Quando os princípios de refinamento pessoal são estendidos à escala
maior de um propósito escatológico, isso sugere a lógica da perfeição
(plenitude) da igreja através da tribulação (ver Atos 14:22 com Dan.
11:32-35, Dan 12:9- 10). Na verdade, se este for um resumo preciso do
padrão divino, o conceito de remoção equivale a um aborto da sabedoria e
da intenção do “trabalho de Sião”. ((O trabalho da Sião celestial – a
igreja – precipita o trabalho da Sião terrena – Jerusalém natural –
prefatória ao reino; ver Gálatas 4:26; Hebreus 12:22-23; Apocalipse 21;
Apocalipse 12:2; com Isa. 66:8-10; Jeremias 30:6-7; Dan. 12:1,2.))

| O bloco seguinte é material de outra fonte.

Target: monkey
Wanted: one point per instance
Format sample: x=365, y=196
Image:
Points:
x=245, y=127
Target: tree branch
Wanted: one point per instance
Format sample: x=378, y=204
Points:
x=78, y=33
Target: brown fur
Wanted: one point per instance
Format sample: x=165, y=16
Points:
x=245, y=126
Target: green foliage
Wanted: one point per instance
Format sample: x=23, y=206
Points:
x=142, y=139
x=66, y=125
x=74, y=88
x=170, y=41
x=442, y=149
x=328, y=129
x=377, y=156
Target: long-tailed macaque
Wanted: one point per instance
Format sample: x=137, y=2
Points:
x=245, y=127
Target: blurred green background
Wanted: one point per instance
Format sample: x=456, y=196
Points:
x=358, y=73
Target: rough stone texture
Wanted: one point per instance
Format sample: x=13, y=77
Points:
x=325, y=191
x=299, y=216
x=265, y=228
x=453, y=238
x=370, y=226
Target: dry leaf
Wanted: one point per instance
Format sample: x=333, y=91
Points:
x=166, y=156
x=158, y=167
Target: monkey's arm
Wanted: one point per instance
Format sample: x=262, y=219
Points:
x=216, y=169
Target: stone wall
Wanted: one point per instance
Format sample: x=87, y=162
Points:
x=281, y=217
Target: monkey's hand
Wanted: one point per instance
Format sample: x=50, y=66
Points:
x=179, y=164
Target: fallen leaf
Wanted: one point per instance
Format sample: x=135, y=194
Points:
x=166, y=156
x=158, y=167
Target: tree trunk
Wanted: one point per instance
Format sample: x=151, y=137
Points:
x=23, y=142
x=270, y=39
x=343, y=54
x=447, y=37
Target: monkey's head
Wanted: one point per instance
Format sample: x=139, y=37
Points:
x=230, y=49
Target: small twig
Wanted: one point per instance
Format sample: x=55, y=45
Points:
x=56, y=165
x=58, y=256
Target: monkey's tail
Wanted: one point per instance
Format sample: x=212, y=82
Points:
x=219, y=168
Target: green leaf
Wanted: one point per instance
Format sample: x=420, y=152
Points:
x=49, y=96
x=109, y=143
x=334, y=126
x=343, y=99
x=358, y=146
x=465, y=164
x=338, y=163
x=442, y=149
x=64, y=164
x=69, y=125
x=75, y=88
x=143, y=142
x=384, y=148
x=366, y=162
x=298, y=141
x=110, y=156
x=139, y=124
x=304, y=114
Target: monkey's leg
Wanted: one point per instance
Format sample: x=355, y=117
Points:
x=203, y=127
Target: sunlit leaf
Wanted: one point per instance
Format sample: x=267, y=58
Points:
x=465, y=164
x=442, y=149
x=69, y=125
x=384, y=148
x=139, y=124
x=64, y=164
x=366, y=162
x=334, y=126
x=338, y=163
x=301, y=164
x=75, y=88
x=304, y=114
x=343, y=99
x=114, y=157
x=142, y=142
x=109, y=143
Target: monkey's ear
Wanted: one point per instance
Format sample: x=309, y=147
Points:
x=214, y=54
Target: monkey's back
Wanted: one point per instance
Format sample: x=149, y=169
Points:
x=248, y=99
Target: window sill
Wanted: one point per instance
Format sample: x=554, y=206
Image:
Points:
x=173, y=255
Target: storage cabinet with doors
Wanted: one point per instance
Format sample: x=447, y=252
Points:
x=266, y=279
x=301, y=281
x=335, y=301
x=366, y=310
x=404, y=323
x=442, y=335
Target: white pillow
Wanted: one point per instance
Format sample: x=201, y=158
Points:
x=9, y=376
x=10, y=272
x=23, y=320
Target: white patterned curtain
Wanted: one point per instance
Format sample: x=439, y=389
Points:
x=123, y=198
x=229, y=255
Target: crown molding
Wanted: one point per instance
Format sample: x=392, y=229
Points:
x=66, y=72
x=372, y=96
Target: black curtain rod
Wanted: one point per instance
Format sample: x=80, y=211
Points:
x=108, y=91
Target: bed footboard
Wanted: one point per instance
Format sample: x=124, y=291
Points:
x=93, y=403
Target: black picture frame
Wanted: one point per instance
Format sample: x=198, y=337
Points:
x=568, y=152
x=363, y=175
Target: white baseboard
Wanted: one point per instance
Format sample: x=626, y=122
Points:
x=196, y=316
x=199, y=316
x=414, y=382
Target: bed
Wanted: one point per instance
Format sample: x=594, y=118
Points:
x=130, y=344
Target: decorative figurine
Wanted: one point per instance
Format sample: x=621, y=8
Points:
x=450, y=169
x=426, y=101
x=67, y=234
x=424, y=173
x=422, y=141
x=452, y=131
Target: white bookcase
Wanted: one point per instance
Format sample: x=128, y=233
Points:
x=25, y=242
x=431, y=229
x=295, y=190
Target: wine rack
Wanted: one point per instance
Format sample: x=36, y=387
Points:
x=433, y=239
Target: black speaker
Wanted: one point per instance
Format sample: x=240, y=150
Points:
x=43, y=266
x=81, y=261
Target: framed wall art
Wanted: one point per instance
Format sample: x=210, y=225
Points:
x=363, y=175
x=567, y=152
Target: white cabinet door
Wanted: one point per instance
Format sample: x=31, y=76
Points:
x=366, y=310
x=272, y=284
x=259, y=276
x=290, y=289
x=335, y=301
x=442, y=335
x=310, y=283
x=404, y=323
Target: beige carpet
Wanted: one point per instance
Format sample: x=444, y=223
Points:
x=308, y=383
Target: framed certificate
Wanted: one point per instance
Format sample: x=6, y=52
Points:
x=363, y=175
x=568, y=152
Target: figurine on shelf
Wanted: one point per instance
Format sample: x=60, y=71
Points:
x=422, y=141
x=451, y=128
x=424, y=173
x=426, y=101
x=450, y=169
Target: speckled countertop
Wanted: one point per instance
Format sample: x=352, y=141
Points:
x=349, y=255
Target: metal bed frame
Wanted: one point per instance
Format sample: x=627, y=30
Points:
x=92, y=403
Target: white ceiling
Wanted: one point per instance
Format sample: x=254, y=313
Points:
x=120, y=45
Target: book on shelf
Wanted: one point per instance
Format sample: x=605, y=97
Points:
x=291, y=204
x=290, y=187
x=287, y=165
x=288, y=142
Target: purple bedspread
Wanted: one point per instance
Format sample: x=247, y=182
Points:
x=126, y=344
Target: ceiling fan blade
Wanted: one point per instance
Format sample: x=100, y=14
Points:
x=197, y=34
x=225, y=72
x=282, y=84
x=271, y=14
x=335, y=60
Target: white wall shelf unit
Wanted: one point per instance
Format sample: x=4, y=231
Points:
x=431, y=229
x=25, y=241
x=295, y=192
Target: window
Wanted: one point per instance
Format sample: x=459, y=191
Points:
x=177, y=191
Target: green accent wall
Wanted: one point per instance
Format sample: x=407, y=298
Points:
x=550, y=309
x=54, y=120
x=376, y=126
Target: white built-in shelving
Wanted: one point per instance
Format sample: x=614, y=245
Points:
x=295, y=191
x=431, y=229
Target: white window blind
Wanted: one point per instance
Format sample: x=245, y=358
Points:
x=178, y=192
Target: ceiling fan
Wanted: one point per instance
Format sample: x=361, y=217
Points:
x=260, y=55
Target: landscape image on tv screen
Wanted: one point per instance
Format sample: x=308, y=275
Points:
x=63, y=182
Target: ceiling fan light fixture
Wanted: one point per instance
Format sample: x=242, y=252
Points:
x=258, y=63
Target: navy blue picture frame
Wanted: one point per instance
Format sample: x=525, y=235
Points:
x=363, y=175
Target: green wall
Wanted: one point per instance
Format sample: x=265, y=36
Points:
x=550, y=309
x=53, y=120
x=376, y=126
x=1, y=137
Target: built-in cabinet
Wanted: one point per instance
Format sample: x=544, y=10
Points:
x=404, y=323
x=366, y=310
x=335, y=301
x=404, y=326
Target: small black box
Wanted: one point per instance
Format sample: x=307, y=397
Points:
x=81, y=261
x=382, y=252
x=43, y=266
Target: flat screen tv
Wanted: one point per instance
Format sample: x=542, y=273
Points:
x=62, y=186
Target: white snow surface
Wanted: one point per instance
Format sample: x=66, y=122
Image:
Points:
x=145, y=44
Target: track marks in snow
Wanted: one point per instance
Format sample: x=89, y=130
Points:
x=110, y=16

A tribulação, temperada pelo Espírito da verdade, atua como um canal
de nascimento para o poder transcendente da vida e da graça da
ressurreição, manifestando através da fraqueza os poderes da era por
vir. Até mesmo Jesus aprendeu a obediência “através” (e não ao redor)
das coisas que Ele sofreu. O fim do poder humano nas crises dá lugar à
revelação do poder da ressurreição em graça e glória (ver Dan. 12: 7,
com Deuteronômio 32:36). “As crises revelam, e as crises finais revelam
supremamente” (Arthur Katz).
Toda a Escritura é uma teologia contínua de ressurreição e triunfo
sobre os elementos mundanos da ordem decaída. Esta é “a fé e a paciência
dos santos”. O período da grande tribulação será o melhor momento de fé
e testemunho da igreja diante da terra e do céu (Dn 11:32-35; Dn
12:9-10; Ap 6:10-11 com Ap 12:11). Portanto, com Paulo, dizemos:
“Ninguém de maneira alguma vos engane; porque esse dia não acontecerá
sem que primeiro venha a apostasia e seja revelado o homem do pecado”
(2Tes.2:3), e com Jesus: “Cuidado para que ninguém vos engane”. (Jesus;
Mateus 24:4). Por que tanta urgência? Qual é o custo do engano em
relação a este assunto? Podemos propor que é a vindicação aberta de Deus
na história que está em questão, e os poderes sabem disso (Ap 12:12).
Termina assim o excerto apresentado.